Daniel has a vision. In it he sees the heavenly courtroom, the trial of the son of man. God, the Ancient of Days, takes his place on a throne of judgement. But there are other thrones: God chooses to act in community, to involve others. The case for the prosecution is made, by the representatives of the kingdoms of the world. The son of man is a representative figure – in the way dreams have of not being logical and literal, but symbolic – who stands for God’s people. And, having listened to the proceedings, God passes the verdict of those sat on the thrones: reign with me.
John also presents us with a symbolic trial. It would appear to be the trial of Jesus before Pilate; but really it is the trial of Jesus before God and before the listener (remember those other thrones?). It would appear that the accusation is brought by the representatives of God’s people; but really they speak as representatives of the kingdoms of the world. The son of man is Jesus; but Jesus as true representative of God’s people; really, Jesus and his servants, those he now calls his friends. And God passes the verdict of those sat on the thrones: be glorified (that is, lifted up on the cross).
Of all the feast days of the Church, the Feast of Christ the King is the most recent. It was instituted in 1925 by Pope Pius XI in the context of Mussolini’s messianic claims to power, to help Christians live out their allegiance to our heavenly King. On the surface, it might look as if Mussolini was passing judgement on Jesus and on his servants before God and the whole world, but the reality behind events was that the co-defendants were also sat on the panel of judges. Of course, logic and reason can’t handle being co-defendant and judge at one and the same time; but here we are in the territory of truth that surpasses logic; that even surpasses our imagination, and so stretches our imagination.
You see, it is a feast that helps us, not an argument. It is an apologetic of finest bread and wine, not of fine words.
We live in a society that rejects the claim that Christ is King, a society where there are many representative voices throwing accusation after accusation at Jesus and his people. And this vision of a courtroom is rich: at one and the same time we are invited to stand with Jesus in the face of his accusers; we are challenged to speak before the world as a witness for the defence; we find ourselves wondering whether we are called to be a defence lawyer, and whether we are competent (we aren’t competent, and no defence lawyer is required, as Jesus was almost silent in his trials); our conscience is interrogated as to whether we are, in fact, a witness for the prosecution; and we are encouraged by the revelation that we are also seated with the Ancient of Days and the Lamb (who, with the son of man, are themselves conflated in the Revelations shown to John).

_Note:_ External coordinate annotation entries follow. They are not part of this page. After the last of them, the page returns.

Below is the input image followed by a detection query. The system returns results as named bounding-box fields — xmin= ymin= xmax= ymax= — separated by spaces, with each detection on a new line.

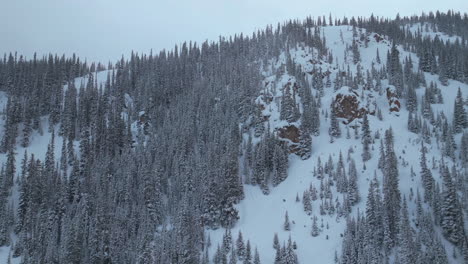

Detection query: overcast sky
xmin=0 ymin=0 xmax=468 ymax=62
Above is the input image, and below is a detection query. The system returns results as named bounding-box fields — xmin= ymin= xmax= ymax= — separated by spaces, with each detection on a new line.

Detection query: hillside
xmin=0 ymin=12 xmax=468 ymax=264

“The imagination must come before the implementation. Our culture is competent to implement almost anything and to imagine almost nothing…Every totalitarian regime is frightened of the artist. It is the vocation of the prophet to keep alive the ministry of imagination, to keep conjuring and proposing alternative futures.”
Please don’t be afraid of the imagination, or belittle it; don’t be deceived into believing that logic and reason are more effective, give us some short-cut in following Jesus or in helping others to follow him too. Don’t worry about Having the Right Answers, or being able to explain the church to the world. But do step into the Story, into the seasons by which we tell and retell the Story. And do invite others to walk on the way and to sit at the table with us as we watch and listen and imagine and dream into being.